The researchers at the conference could present their work at any stage, ranging from proposal and conceptual framework through completed dissertations and independent studies.

UND President Andy Armacost was among those who addressed the College of Education & Human Development’s 2024 Research Conference on April 2 in the Memorial Union. Photo by Tom Dennis/UND Today.

Standout science

The day also included 12 talks in which speakers presented their research findings in more detail. UND President Andrew Armacost was on hand for another of the day’s events: the recognition of April 1-7 as National Public Health Week 2024.

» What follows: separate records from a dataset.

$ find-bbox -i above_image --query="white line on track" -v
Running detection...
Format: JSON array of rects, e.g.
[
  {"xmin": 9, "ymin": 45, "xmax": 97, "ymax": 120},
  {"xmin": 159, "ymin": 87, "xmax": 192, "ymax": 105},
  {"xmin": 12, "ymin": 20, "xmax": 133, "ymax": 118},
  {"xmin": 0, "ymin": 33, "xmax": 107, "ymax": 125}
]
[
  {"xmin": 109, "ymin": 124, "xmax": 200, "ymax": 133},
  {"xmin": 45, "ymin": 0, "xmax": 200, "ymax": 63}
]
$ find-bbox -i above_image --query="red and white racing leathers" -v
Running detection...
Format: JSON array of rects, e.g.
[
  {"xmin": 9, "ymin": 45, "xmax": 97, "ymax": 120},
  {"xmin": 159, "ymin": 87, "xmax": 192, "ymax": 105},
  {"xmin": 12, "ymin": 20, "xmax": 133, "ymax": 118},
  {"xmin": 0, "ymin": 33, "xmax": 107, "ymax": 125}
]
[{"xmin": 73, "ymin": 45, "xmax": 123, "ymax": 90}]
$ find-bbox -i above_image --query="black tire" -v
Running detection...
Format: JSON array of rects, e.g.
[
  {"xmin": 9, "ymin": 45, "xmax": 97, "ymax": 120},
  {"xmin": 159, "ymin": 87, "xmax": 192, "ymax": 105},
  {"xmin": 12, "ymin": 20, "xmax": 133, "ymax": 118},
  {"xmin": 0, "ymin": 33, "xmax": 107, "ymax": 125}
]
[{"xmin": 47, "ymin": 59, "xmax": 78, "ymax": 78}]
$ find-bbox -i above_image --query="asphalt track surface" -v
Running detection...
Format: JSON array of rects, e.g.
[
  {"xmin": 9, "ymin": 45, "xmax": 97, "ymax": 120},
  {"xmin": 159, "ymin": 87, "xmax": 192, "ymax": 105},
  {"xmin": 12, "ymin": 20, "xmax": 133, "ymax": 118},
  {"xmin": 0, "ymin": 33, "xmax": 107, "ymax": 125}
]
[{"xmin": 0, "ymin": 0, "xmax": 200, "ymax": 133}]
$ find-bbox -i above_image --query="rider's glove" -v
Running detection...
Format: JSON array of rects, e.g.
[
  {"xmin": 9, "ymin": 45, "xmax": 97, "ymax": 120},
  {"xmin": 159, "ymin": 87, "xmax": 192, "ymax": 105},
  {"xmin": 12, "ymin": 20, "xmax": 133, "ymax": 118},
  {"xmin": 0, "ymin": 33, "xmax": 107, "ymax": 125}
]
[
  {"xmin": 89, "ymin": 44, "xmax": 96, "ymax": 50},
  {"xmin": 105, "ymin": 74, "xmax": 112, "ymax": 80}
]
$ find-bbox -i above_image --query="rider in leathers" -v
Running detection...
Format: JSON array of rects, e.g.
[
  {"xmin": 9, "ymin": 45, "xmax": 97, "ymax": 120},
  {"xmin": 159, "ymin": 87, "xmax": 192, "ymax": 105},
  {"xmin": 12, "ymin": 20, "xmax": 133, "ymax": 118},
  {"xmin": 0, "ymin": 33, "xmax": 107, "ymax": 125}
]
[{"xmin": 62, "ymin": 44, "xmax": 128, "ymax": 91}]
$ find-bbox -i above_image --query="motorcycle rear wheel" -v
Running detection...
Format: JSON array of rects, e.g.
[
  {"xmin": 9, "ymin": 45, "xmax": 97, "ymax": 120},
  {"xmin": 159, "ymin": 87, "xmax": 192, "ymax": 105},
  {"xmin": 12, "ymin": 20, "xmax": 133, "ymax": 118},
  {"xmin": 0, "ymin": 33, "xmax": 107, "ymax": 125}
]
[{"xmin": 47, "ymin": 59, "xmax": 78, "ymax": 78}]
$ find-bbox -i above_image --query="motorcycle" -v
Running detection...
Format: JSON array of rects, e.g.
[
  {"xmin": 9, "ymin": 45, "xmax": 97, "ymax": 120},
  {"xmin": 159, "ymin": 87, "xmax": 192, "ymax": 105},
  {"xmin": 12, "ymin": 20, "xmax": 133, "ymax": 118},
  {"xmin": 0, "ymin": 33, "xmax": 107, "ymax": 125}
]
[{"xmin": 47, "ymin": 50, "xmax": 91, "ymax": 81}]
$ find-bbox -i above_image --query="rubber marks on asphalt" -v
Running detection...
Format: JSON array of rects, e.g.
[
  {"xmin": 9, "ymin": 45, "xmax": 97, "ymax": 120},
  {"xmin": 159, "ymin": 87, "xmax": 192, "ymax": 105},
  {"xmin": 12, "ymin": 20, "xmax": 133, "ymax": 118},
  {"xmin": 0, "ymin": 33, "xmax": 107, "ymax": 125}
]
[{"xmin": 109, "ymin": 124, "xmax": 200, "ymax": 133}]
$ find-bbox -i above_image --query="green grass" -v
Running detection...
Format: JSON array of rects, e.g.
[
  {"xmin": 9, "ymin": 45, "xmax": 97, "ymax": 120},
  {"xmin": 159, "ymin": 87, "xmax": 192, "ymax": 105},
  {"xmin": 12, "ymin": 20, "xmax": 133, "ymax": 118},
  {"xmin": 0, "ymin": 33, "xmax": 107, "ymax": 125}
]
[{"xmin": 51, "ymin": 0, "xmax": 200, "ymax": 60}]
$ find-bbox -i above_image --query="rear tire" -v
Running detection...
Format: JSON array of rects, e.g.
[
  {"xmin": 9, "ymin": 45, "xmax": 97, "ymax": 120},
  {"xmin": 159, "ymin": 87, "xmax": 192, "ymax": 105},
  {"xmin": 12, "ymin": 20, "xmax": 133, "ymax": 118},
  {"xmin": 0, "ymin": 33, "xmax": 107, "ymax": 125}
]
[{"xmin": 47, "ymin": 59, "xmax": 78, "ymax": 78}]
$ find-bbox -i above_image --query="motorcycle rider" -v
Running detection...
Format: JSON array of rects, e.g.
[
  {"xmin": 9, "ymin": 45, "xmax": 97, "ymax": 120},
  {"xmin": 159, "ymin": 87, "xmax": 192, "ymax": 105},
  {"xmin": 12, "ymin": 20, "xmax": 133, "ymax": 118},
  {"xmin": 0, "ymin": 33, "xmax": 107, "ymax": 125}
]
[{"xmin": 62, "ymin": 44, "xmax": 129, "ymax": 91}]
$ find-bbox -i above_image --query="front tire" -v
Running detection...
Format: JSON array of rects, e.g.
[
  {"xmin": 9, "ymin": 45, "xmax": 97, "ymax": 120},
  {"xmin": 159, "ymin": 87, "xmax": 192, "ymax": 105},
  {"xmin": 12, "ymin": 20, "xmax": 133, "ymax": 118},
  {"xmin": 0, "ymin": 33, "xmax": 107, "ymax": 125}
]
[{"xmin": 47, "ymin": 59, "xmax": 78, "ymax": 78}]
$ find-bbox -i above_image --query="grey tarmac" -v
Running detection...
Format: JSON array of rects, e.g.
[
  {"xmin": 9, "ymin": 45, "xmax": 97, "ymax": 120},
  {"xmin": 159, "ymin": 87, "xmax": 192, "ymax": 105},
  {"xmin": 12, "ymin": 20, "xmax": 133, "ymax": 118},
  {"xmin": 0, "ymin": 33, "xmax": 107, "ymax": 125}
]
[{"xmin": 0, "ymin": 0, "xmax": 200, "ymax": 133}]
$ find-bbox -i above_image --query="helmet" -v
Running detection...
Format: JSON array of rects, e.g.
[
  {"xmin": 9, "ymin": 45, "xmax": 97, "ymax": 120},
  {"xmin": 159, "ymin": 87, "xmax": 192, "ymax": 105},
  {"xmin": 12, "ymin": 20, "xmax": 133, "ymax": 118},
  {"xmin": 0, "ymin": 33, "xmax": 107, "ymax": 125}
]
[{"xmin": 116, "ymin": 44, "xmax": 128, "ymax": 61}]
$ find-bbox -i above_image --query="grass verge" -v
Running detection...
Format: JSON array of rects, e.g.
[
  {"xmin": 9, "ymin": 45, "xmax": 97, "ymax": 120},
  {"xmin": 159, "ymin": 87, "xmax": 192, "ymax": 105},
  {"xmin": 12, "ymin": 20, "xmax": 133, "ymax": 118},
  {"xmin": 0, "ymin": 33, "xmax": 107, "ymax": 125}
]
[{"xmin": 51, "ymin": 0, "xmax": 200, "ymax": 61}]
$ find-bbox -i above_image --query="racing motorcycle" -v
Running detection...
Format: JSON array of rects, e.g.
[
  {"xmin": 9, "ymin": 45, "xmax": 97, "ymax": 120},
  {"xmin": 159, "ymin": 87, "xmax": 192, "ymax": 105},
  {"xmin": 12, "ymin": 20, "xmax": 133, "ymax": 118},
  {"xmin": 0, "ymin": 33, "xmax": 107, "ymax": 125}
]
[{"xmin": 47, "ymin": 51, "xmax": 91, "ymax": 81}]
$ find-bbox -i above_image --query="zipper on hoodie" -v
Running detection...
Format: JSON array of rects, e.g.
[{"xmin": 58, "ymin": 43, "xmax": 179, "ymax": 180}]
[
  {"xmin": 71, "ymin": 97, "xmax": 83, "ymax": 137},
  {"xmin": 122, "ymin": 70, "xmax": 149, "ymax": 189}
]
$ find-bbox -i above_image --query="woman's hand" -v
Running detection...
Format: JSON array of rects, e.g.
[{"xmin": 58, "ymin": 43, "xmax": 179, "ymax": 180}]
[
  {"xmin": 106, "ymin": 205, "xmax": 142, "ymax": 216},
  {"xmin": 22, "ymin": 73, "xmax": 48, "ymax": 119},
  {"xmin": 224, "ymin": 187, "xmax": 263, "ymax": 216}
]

In his remarks, Armacost honored both the CEHD’s Research Conference – the “celebration of research and discovery that’s happening as part of the college’s activities today,” as he put it – and the extensive public health and public-health education efforts that take place at the College and elsewhere across campus. UND has wide array of academic programs in Public Health, including the CEHD’s own undergraduate degree in Public Health Education, the Master of Public Health program at the School of Medicine & Health Sciences and the joint programs that enable UND law and medical students to also get MPH degrees.

“The beauty of public health is that it’s about helping not only those we know, but also those we don’t know,” Armacost said. “National Public Health Week is a celebration of how we do exactly that: how we come together as a campus and community to look out for one another and make good public policy decisions regarding public health.”

At the close of the conference, three awards were presented to recognize standout work. Andrea Doyon, a doctoral student in Counseling Psychology, was the winner of the Inspire Graduate Student Research Excellence Award. Ethan Dahl, assistant professor of Counseling Psychology, won the Aspire Early Career Award for Excellence in Research, and Emily Midkiff, assistant professor of Teaching & Leadership, won the Excellence in Research & Scholarship Award.